Abla Elif K., “Biz kız kardeşimle yol kenarında taksi bekliyorduk. Sabah 7 civarıydı, hava aydınlanmıştı. Bir araç yanımızda durup kornaya bastı ben de ne basıyorsun dedim. Otomobilin içinden bir şeyler söyledi ancak duymadık. Kardeşim de ikaz etti ve gitmesini söyledi. Otomobilden çok sessiz sedasız indi, hiç konuşmadı, ses tonunu bile duymadık. Bir anda kardeşime vurmaya başladı, ben ortaya girdim. Ben ifşa etmek için onun görüntüsünü da çekiyordum, benim telefonumu da aldı. Beni yerde sürükledi. Kardeşimin üzerindeki gömlek kan içindeydi. Neresinin kanadığını bile anlayamadım. Kardeşim bayıldığında ben onunla ilgilenirken benim elimden telefonumu zorla aldı. Tırnaklarım kökünden kırıldı. Otomobile bindi ve kaçtı gitti” formunda konuştu.

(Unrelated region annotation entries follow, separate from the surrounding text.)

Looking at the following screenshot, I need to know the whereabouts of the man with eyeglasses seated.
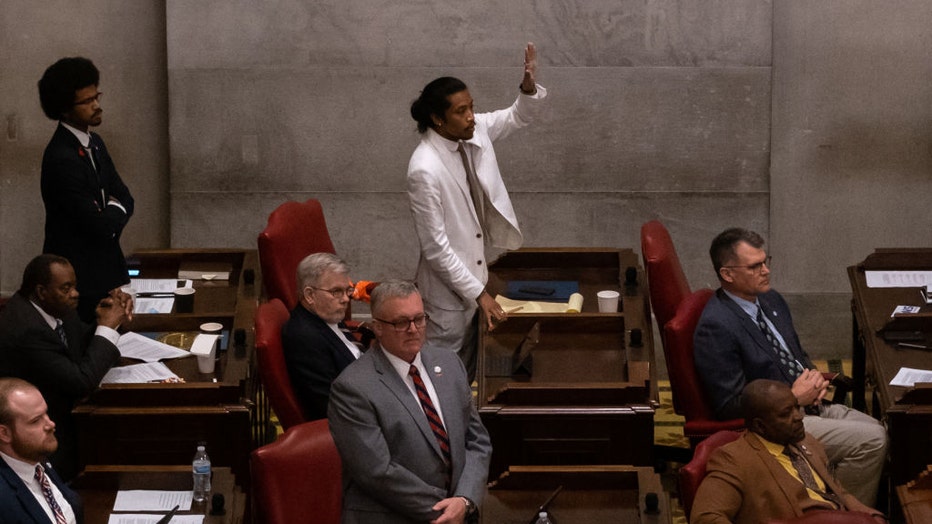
[693,228,887,506]
[282,253,362,420]
[328,280,492,524]
[39,57,134,323]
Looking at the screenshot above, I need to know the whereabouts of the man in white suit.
[327,280,492,524]
[408,43,547,381]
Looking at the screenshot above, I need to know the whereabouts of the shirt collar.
[382,348,424,379]
[0,451,37,484]
[427,128,482,154]
[29,300,61,329]
[722,288,760,318]
[60,121,91,149]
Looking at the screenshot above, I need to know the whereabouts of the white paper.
[100,362,178,382]
[113,489,194,510]
[191,333,220,356]
[107,513,204,524]
[117,331,191,362]
[129,278,191,295]
[133,296,175,315]
[864,271,932,287]
[890,368,932,388]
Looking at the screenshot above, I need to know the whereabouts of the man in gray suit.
[328,280,492,524]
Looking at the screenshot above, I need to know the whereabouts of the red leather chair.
[677,430,741,522]
[256,298,307,430]
[259,198,336,311]
[663,288,744,448]
[249,419,343,524]
[641,220,689,338]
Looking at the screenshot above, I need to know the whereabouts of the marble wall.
[167,0,772,290]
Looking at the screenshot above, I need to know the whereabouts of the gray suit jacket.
[328,347,492,524]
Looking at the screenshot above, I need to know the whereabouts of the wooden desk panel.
[477,248,654,477]
[72,466,246,524]
[74,249,266,482]
[480,466,671,524]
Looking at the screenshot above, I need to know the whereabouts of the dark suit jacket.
[282,304,356,420]
[693,289,815,419]
[328,347,492,524]
[0,459,84,524]
[0,293,120,479]
[690,431,880,524]
[41,124,133,312]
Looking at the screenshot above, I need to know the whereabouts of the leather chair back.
[256,298,307,430]
[258,198,336,311]
[641,220,689,331]
[249,419,343,524]
[663,288,744,446]
[677,430,741,522]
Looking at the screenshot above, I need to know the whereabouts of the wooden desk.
[848,249,932,522]
[74,249,265,482]
[480,466,671,524]
[477,248,655,478]
[72,465,246,524]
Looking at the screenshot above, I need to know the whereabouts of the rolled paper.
[566,293,582,313]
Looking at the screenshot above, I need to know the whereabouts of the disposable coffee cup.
[191,334,220,373]
[175,287,194,313]
[201,322,223,335]
[596,290,619,313]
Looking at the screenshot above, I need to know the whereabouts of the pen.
[155,504,180,524]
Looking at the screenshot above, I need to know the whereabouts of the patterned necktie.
[35,464,68,524]
[456,141,485,228]
[783,446,845,509]
[757,304,803,379]
[408,365,451,466]
[55,319,68,347]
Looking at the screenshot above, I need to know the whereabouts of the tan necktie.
[456,141,485,229]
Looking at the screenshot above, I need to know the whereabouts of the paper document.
[113,489,194,510]
[107,513,204,524]
[864,271,932,287]
[117,331,191,362]
[133,296,175,315]
[129,278,191,296]
[495,295,569,315]
[890,368,932,388]
[100,362,178,382]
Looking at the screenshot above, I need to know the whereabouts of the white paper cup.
[175,287,194,313]
[201,322,223,334]
[596,290,620,313]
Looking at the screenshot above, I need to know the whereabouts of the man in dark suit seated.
[39,57,134,322]
[693,228,887,506]
[690,379,886,524]
[282,253,361,420]
[0,377,84,524]
[0,254,132,480]
[328,280,492,524]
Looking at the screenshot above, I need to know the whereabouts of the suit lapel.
[373,347,443,457]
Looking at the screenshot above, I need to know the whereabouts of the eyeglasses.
[372,313,430,333]
[722,255,773,273]
[307,286,356,300]
[74,91,104,106]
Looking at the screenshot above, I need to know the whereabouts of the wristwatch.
[460,497,476,516]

“HAYATIMDA GÖRMEDİĞİM BİRİ KARDEŞİMİ VE BENİ BU HALE GETİRDİ”
“Ben yardım edin diye bağırmaya başladım” diyen Elif K., “Bir vatandaş aracıyla bizi aldı ve Okmeydanı Hastanesine gittik. 6 hastane gezdik zira yarık çok büyüktü. Hekimler ‘biz dikemeyiz zira iz kalır, mikro cerrahi gerekiyor’ dediler. Tahminen kardeşim tek olsaydı bayıldıktan sonra otomobilin gerisine atıp dağ başına götürüp öldürebilirdi. Zira aklıselim, sağlıklı bir insan değildi, magandanın tekiydi. Hayatımda görmediğim biri kardeşimi ve beni bu hale getirdi, ruhsal manada hakikaten çok kötüyüz” dedi.
Elif K. şöyle konuştu:
“Dışarıya çıkamıyoruz, toplumsal anksiyetemiz var. Geceleri kardeşim daima sayıklıyor, uyuyamıyor. 3 gündür kardeşim yemek yemedi. O adam şu an dışarıda, tutuklanmadı. Tahminen de şu an diğerlerine da şiddet uyguluyor. Ben onun bulunmasını istiyorum. Adaletin yerini bulmasını istiyorum. Daima duyuyordum ve ‘ne caniler var’ diyordum. Makas o kadar küçülmüş ki ben de bunu deneyim ettim. Bu duruma artık dur denmesi lazım. Öğlene kadar hastanelerde uğraştık konuta geldiğimizde çok makus durumdaydık. Başımıza çok darbe aldığımız için hafıza, şuur kaybı yaşadık. Kendimize geldikten sonra akşam karakola gidip şikayetçi olduk, olay yerine gidip olayı anlattık.”